The title of this piece may suggest that I intend to make fun of the situation that the Department of English of the University of Dhaka now finds itself in. God forbid! I was myself a student of the department and spent the best years of my life teaching there.
My title alludes to a Pirandello play that all my former colleagues (and many readers) would be familiar with and points to the absurd situation that has developed because of the department’s search for students who qualify to study English literature. If I were still in the department, I would also join them in their search for students who we consider to be fit for our department.
As we all know by now, only two students out of a total of 1,364 candidates who appeared in the elective English exam were found fit!
What constitutes this fitness that I’m talking about? Ideally I think, a student of the English Department should have an interest in literature (we are not looking for “passion”) and a certain proficiency in the English language, which I believe can only be determined by a written component in the admission test.
The admission policy that existed until last year did not screen candidates for this element of interest and linguistic competence. Instead, students who secured a certain mark in the multiple-choice general English component gained admission to the department.
The department never had problems in filling up the requisite number of seats; we just did not fill them up with the right kind of students. And the right kind – I repeat – are students with an interest in literature and a certain level of linguistic ability.
To put it a bit more concretely, I would even hazard to say that an IELTS band score of 6 in speaking and writing would be acceptable for the department. I would be delirious with a band 7 candidate, happy with a band 6 student, but willing to resign myself to a 5.5 band freshman. But that’s a different story.
The elective English exam that was introduced this year was an attempt – a disastrous attempt I might add – to determine that elusive fitness factor for students seeking admission to the department. First, I should clearly state that the English Department en masse demanded separate entry requirements which included a written component in the admission test.
This was twice rejected by the Dean’s Committee. It was only after this failure that the English Department agreed to a compromise formula: A multiple-choice elective English made mandatory for all who sought admission in English. And that is where everything went wrong and 35 teachers found only two students worthy of their attention.
Of course this was not “intentional” as the education minister so rashly and angrily said at one of his press conferences. The department certainly did not want the education minister to become defensive about his ministry’s stupendous achievement in the education sector or to belittle the thousands of students who achieved GPA 5. Certainly the department also did not want the VC to become defensive about an admission system that worked reasonably well for other departments in the university.
It is a fact that there are other departments in the university who also set their own standards for admission. Why not English, which does indeed require a minimum level of proficiency in the English language? You can be an Einstein but you cannot get admission into the Faculty of Fine Arts without displaying some knowledge of drawing; you can be a Dr Johnson, but if your musical ability is as good as mine, the music department will not accept you. The argument is very basic, but bears repetition now as all kinds of accusations and counter-accusations are flying around.
The demand of the English Department to set its own standards of admission was therefore perfectly legitimate. What went wrong this time was in the design of the questions in elective English to set the standards. There is no reason to think that the standard of education at the primary, secondary, and higher secondary throughout the country had radically improved or deteriorated. And the admission policy also remained more or less unchanged. It was the elective English paper that was the only new element in the mix, and that is where the problem lies.

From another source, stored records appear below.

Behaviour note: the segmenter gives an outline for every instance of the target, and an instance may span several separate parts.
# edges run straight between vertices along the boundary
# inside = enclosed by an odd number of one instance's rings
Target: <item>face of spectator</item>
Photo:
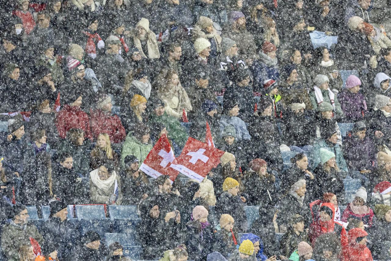
[[[97,139],[97,146],[101,149],[103,149],[107,146],[106,139],[103,135],[99,135]]]
[[[169,52],[170,56],[176,61],[179,61],[182,56],[182,48],[180,46],[176,47],[174,49],[174,52]]]
[[[236,186],[235,187],[230,189],[228,190],[228,192],[232,196],[237,196],[239,193],[239,186]]]
[[[364,200],[359,197],[355,197],[353,200],[353,205],[356,207],[361,207],[365,204]]]
[[[14,81],[18,81],[20,76],[20,70],[19,68],[15,68],[9,75],[9,77]]]
[[[17,140],[20,140],[25,135],[24,125],[14,131],[12,134],[16,137]]]
[[[73,159],[72,158],[72,157],[65,158],[65,159],[64,160],[64,161],[60,162],[60,164],[63,166],[63,167],[71,169],[72,169],[72,167],[73,167]]]
[[[100,166],[99,168],[99,171],[98,172],[98,176],[99,178],[102,180],[106,180],[110,177],[111,175],[111,173],[109,173],[109,171],[104,166]]]
[[[154,111],[156,115],[161,116],[164,114],[164,107],[163,106],[159,106],[158,108],[155,108]]]
[[[83,104],[83,98],[81,96],[77,97],[76,101],[71,103],[70,105],[72,107],[77,107],[80,108]]]
[[[300,197],[303,197],[305,195],[305,193],[307,191],[306,189],[306,185],[305,184],[301,187],[295,191],[296,194]]]
[[[302,170],[305,170],[308,167],[308,158],[305,156],[300,160],[296,161],[296,166]]]
[[[300,51],[296,50],[293,55],[291,58],[291,59],[295,64],[300,64],[301,63],[301,54]]]
[[[230,110],[230,115],[231,116],[237,116],[239,115],[239,106],[238,105],[235,105],[235,106]]]
[[[365,137],[365,134],[366,133],[366,130],[363,130],[362,131],[357,131],[355,134],[357,136],[359,139],[363,140],[364,139],[364,138]]]
[[[153,218],[158,218],[160,215],[160,211],[159,209],[159,206],[154,206],[149,211],[149,215]]]

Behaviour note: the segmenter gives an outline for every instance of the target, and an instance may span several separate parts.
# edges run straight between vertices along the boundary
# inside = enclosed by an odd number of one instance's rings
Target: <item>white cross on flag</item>
[[[170,167],[191,178],[202,181],[220,163],[224,152],[190,137],[181,155]]]
[[[153,146],[140,166],[140,170],[156,178],[161,175],[167,175],[172,181],[175,180],[178,171],[170,167],[175,159],[167,136],[163,135]]]

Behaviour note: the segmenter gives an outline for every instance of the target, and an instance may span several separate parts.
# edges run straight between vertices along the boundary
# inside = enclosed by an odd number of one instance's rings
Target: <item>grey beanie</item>
[[[376,95],[376,101],[375,103],[375,110],[377,110],[382,108],[386,105],[387,105],[389,101],[389,97],[387,97],[384,95]]]
[[[228,49],[236,44],[236,42],[230,38],[223,37],[221,39],[221,53],[224,54]]]
[[[328,112],[334,110],[333,106],[329,103],[328,103],[326,101],[323,102],[319,104],[318,106],[318,109],[319,110],[319,111],[321,112]]]
[[[329,82],[328,77],[324,74],[317,74],[314,80],[315,85],[319,87],[326,82]]]
[[[236,130],[235,127],[230,124],[227,125],[224,128],[224,130],[222,131],[222,136],[223,138],[227,136],[230,136],[236,138]]]

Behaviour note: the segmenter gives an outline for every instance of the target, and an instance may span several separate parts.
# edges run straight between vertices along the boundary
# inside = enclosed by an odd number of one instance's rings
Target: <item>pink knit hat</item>
[[[354,75],[350,76],[346,80],[346,86],[348,89],[361,85],[361,81],[358,77]]]

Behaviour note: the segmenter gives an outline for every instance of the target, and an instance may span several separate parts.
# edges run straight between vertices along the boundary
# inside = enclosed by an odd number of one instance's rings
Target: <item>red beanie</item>
[[[262,51],[265,54],[268,54],[273,51],[276,51],[276,46],[270,42],[265,42],[262,45]]]

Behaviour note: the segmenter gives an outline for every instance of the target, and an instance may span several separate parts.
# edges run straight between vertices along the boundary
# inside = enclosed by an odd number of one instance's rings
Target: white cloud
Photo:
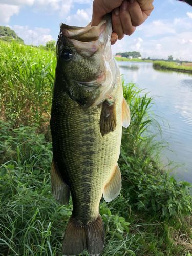
[[[86,26],[91,20],[92,13],[91,8],[79,9],[75,14],[67,17],[66,21],[71,25]]]
[[[157,50],[159,50],[161,48],[161,44],[156,44],[155,45],[155,49]]]
[[[34,28],[30,29],[27,26],[15,25],[12,27],[18,36],[28,45],[45,45],[47,41],[53,40],[50,30],[48,28]]]
[[[32,5],[35,0],[0,0],[0,3],[7,5]]]
[[[16,5],[0,4],[0,22],[8,23],[12,16],[19,13],[19,9]]]
[[[163,20],[154,20],[148,24],[143,24],[137,29],[138,31],[144,32],[145,36],[148,37],[176,33],[174,26]]]
[[[187,12],[187,15],[189,18],[192,18],[192,12]]]
[[[90,4],[91,0],[0,0],[0,22],[7,23],[10,17],[18,14],[20,8],[26,5],[30,5],[36,12],[46,11],[47,13],[57,11],[60,17],[65,17],[71,10],[75,7],[76,3]],[[83,9],[79,9],[74,18],[76,20],[81,19],[83,21],[88,20],[88,13]],[[90,15],[89,15],[90,17]],[[73,15],[71,17],[73,17]],[[70,18],[68,17],[68,20]],[[91,20],[91,18],[89,18]]]

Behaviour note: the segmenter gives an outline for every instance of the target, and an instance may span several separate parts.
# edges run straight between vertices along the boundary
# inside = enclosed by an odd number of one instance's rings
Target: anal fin
[[[121,189],[121,174],[117,164],[115,172],[110,181],[106,184],[103,192],[103,198],[106,202],[113,200],[120,193]]]
[[[102,136],[113,132],[116,127],[116,112],[114,102],[107,100],[102,103],[100,117],[100,131]]]
[[[127,128],[130,124],[131,114],[130,108],[125,99],[123,97],[122,103],[122,119],[123,124],[122,126],[124,128]]]
[[[69,204],[70,189],[66,184],[53,158],[51,166],[51,184],[55,199],[61,204]]]

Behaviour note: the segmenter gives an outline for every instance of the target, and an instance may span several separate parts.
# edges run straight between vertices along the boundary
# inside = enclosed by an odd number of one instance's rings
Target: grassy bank
[[[181,65],[174,62],[161,61],[158,60],[153,62],[153,67],[156,69],[166,69],[192,74],[192,65]]]
[[[1,255],[61,254],[72,205],[58,205],[51,193],[49,122],[55,67],[54,53],[0,42]],[[102,200],[100,206],[103,255],[190,256],[190,184],[163,172],[161,145],[153,135],[146,136],[156,123],[150,115],[152,99],[133,84],[124,85],[124,95],[132,122],[123,132],[121,194],[110,203]]]
[[[129,62],[152,62],[152,61],[150,60],[142,60],[140,59],[128,59],[127,58],[125,58],[124,57],[115,57],[115,59],[117,61],[129,61]]]

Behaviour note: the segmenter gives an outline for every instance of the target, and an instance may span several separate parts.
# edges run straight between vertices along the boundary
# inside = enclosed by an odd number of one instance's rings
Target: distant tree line
[[[0,40],[10,42],[13,40],[19,44],[24,44],[24,41],[17,35],[15,31],[11,29],[9,27],[0,26]]]
[[[140,53],[139,52],[136,52],[135,51],[133,52],[118,52],[116,54],[116,55],[121,55],[121,57],[125,58],[132,57],[132,58],[137,58],[141,57]]]

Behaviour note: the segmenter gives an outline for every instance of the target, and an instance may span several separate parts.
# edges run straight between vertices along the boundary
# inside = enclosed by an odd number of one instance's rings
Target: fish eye
[[[72,53],[69,49],[66,49],[61,52],[61,57],[65,60],[70,60],[72,57]]]

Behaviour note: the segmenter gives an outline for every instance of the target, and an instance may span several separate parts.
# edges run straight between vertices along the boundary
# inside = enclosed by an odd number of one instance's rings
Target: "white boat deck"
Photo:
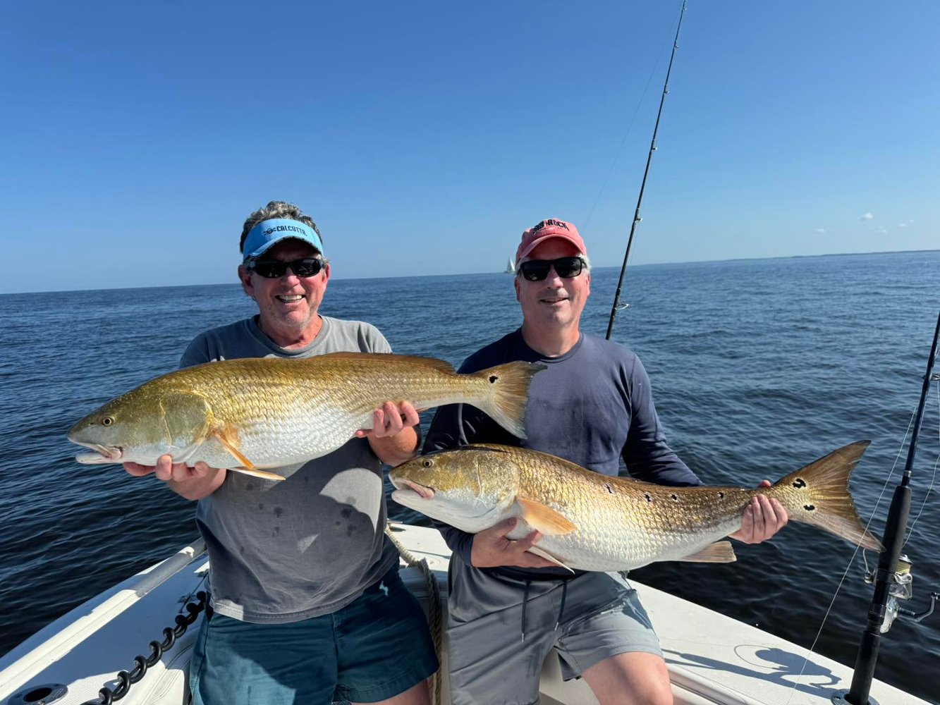
[[[440,534],[404,525],[393,525],[393,530],[416,557],[428,561],[446,596],[449,550]],[[183,549],[85,603],[0,658],[0,705],[80,705],[96,698],[102,685],[115,687],[118,671],[131,670],[136,654],[147,655],[149,642],[161,640],[163,628],[172,626],[183,603],[203,588],[208,559],[202,550],[201,543]],[[427,609],[423,573],[408,568],[402,577]],[[687,601],[634,585],[660,636],[677,705],[829,705],[834,694],[849,688],[848,666]],[[121,702],[184,705],[198,621]],[[64,684],[68,693],[55,700],[44,698],[51,684]],[[555,656],[545,663],[541,689],[544,705],[596,702],[584,682],[561,681]],[[878,682],[872,684],[871,697],[880,705],[926,702]]]

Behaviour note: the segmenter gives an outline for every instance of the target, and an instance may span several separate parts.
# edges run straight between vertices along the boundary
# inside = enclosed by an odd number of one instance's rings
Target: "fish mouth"
[[[123,448],[102,446],[97,443],[80,443],[79,446],[85,446],[95,451],[94,453],[79,453],[75,456],[75,460],[84,465],[99,465],[105,462],[121,462]]]
[[[399,492],[408,492],[410,490],[421,497],[421,499],[431,499],[434,496],[434,490],[432,488],[413,482],[410,479],[396,478],[392,480],[392,484],[395,485],[395,489]]]

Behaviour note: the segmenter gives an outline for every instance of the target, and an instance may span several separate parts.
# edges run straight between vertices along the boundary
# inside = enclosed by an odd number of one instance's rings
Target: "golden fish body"
[[[528,385],[541,366],[509,363],[458,374],[442,360],[336,352],[207,363],[151,380],[75,424],[69,440],[91,448],[80,462],[176,462],[257,471],[336,450],[372,426],[384,401],[418,409],[466,402],[517,435]],[[270,473],[257,473],[268,477]]]
[[[395,467],[392,499],[477,533],[511,516],[509,534],[544,536],[532,552],[573,570],[628,571],[658,560],[728,562],[715,541],[741,526],[757,494],[776,497],[791,519],[865,548],[881,543],[858,520],[848,479],[868,446],[851,444],[778,480],[773,487],[666,487],[610,478],[525,448],[464,446]]]

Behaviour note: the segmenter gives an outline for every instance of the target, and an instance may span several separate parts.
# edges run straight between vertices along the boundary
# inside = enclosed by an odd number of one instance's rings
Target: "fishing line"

As I look at the elective English questions right in front of me, I get the feeling that the standard set by the question-setters is a much higher one than the one I set out earlier (linguistic competence of band 6. I have thrown “interest in literature” overboard). It is an unrealisable and impossible standard given the conditions of mainstream education in Bangladesh.

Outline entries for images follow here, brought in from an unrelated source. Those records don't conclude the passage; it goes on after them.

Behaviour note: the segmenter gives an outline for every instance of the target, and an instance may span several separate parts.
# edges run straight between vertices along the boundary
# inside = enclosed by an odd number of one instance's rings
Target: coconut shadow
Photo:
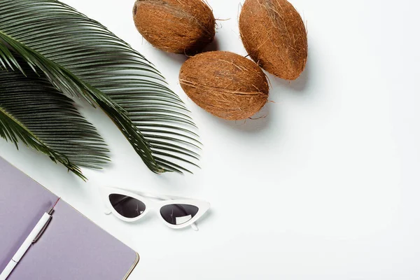
[[[246,120],[225,120],[219,118],[216,118],[216,121],[222,125],[230,127],[234,130],[255,134],[270,127],[272,120],[270,115],[270,103],[269,102],[265,104],[255,115]]]
[[[309,51],[309,50],[308,50]],[[309,94],[309,91],[307,90],[310,84],[310,76],[312,69],[311,54],[308,53],[308,58],[304,70],[302,74],[295,80],[287,80],[278,78],[274,75],[267,74],[270,83],[272,85],[271,92],[274,92],[274,89],[279,89],[279,92],[292,91],[300,94]]]

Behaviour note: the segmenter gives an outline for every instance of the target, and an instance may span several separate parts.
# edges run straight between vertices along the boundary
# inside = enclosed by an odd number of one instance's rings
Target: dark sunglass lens
[[[172,225],[182,225],[191,220],[198,212],[198,207],[188,204],[165,205],[160,209],[160,215]]]
[[[136,218],[146,210],[144,203],[127,195],[109,195],[109,201],[114,209],[125,218]]]

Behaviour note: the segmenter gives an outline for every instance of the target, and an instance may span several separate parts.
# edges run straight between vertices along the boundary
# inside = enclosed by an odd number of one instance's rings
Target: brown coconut
[[[295,80],[304,69],[308,55],[302,18],[286,0],[246,0],[239,17],[245,48],[267,71]]]
[[[225,120],[250,118],[268,99],[268,83],[261,69],[230,52],[209,52],[190,58],[181,69],[179,82],[195,104]]]
[[[196,54],[214,39],[216,20],[202,0],[137,0],[136,27],[155,48]]]

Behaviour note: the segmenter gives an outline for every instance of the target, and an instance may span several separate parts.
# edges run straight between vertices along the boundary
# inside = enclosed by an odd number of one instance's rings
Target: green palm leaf
[[[18,63],[18,61],[15,61]],[[0,136],[48,155],[83,179],[80,167],[100,168],[108,149],[95,128],[43,75],[0,67]]]
[[[101,107],[153,172],[195,164],[199,142],[182,101],[148,61],[100,23],[55,0],[0,0],[1,45],[4,66],[21,68],[19,54],[61,92]]]

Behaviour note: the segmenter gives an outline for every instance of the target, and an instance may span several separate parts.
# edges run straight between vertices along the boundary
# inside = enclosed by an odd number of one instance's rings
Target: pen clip
[[[50,223],[51,223],[51,220],[52,219],[52,216],[50,215],[50,218],[48,218],[48,221],[46,223],[46,225],[42,227],[38,235],[35,237],[35,239],[32,241],[32,244],[36,243],[41,237],[41,235],[44,233]]]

The questions appear to have been set for students who do not exist. Except for two. And if they do exist, they are mostly students from English-medium schools (IELTS band 7-8 students) who would either go abroad or study in one or two of the better-known private universities. The questions appear to display an odd mixture of elitism, arrogance, stupidity, and incompetence for which the department might have to pay a high price – the price of an opportunity missed.

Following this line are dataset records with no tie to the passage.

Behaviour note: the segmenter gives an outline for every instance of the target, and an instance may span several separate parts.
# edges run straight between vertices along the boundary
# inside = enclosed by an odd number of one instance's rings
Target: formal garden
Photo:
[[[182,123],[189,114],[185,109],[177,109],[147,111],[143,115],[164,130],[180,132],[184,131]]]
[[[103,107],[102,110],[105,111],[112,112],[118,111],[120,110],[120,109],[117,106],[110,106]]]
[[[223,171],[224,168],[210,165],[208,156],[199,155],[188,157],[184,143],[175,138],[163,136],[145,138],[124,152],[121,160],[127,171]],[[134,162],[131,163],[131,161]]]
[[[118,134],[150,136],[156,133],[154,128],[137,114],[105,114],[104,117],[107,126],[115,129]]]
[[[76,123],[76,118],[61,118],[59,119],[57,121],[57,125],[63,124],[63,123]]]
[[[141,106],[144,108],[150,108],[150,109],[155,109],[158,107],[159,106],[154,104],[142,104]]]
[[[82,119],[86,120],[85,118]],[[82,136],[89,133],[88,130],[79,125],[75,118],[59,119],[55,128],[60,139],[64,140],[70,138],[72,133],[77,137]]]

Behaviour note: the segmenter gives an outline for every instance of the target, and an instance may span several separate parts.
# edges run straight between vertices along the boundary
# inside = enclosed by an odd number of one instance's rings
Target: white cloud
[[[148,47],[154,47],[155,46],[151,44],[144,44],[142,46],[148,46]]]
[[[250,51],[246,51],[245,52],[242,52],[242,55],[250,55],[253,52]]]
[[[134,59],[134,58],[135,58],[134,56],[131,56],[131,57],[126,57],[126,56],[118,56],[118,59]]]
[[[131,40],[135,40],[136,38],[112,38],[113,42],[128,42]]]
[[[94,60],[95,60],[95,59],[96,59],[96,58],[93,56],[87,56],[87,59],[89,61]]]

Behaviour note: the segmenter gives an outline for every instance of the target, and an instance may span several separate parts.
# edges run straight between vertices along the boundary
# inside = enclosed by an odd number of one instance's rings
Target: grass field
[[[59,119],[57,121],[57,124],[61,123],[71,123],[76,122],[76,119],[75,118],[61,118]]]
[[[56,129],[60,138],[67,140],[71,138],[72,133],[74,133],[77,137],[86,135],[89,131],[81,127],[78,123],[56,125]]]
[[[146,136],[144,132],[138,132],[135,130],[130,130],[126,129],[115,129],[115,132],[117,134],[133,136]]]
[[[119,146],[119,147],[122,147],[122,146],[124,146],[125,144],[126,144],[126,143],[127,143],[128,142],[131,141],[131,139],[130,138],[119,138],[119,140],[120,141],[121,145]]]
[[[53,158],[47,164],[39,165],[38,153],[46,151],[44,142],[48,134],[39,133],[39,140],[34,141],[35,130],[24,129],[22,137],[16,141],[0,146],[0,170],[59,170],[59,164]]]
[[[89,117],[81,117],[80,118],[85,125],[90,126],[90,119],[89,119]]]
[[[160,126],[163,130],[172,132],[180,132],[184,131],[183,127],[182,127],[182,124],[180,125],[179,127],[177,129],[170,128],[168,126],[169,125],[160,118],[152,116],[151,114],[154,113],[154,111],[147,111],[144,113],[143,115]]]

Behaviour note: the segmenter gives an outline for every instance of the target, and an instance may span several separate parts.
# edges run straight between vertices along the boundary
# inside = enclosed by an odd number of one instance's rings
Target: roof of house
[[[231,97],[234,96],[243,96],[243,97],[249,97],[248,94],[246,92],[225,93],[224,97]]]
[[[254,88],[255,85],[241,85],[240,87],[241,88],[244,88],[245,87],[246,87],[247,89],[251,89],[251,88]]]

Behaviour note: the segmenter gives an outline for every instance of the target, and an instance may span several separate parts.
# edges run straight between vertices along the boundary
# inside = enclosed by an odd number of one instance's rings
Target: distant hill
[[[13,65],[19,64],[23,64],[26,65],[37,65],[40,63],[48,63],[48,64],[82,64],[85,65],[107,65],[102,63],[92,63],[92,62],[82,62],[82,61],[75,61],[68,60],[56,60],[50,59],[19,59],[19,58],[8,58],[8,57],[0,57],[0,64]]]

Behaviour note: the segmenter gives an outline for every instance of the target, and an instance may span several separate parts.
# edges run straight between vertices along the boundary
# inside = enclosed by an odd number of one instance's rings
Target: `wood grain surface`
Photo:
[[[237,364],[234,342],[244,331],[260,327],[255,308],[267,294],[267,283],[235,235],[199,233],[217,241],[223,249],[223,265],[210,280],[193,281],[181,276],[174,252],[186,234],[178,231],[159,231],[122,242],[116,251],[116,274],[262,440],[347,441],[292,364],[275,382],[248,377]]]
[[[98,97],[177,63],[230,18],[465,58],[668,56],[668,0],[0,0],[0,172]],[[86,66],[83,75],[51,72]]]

The failure thus is not a failure of the students. It’s a failure of the questions (and the question-setters) to search out the best students from the existing pool of students. If we set questions to select 125 students from the 1,364 students who opted for elective English, then the questions have to be designed in such a way that at least 125 qualify – even if they do not fit our imagined notions of what an English Department student should be like. No department has the luxury to say that our students do not exist in Bangladesh, however close to reality that may be.
If you do that, you end up with only two students! Or you end up with no department! What is now likely is that the result of the elective English test will be completely scrapped, and the 125 seats of the English Department will be filled up by students who qualified in the General English test. The department will be back to square one, its genuine and legitimate efforts to attract better-qualified students having back-fired miserably.
But the struggle should not be given up: If departmental insistence, political clout, administrative sympathy, and realistic testing standards cohere, the English Department of the University of Dhaka will surely attract much better students than the ones we have had in the last few years.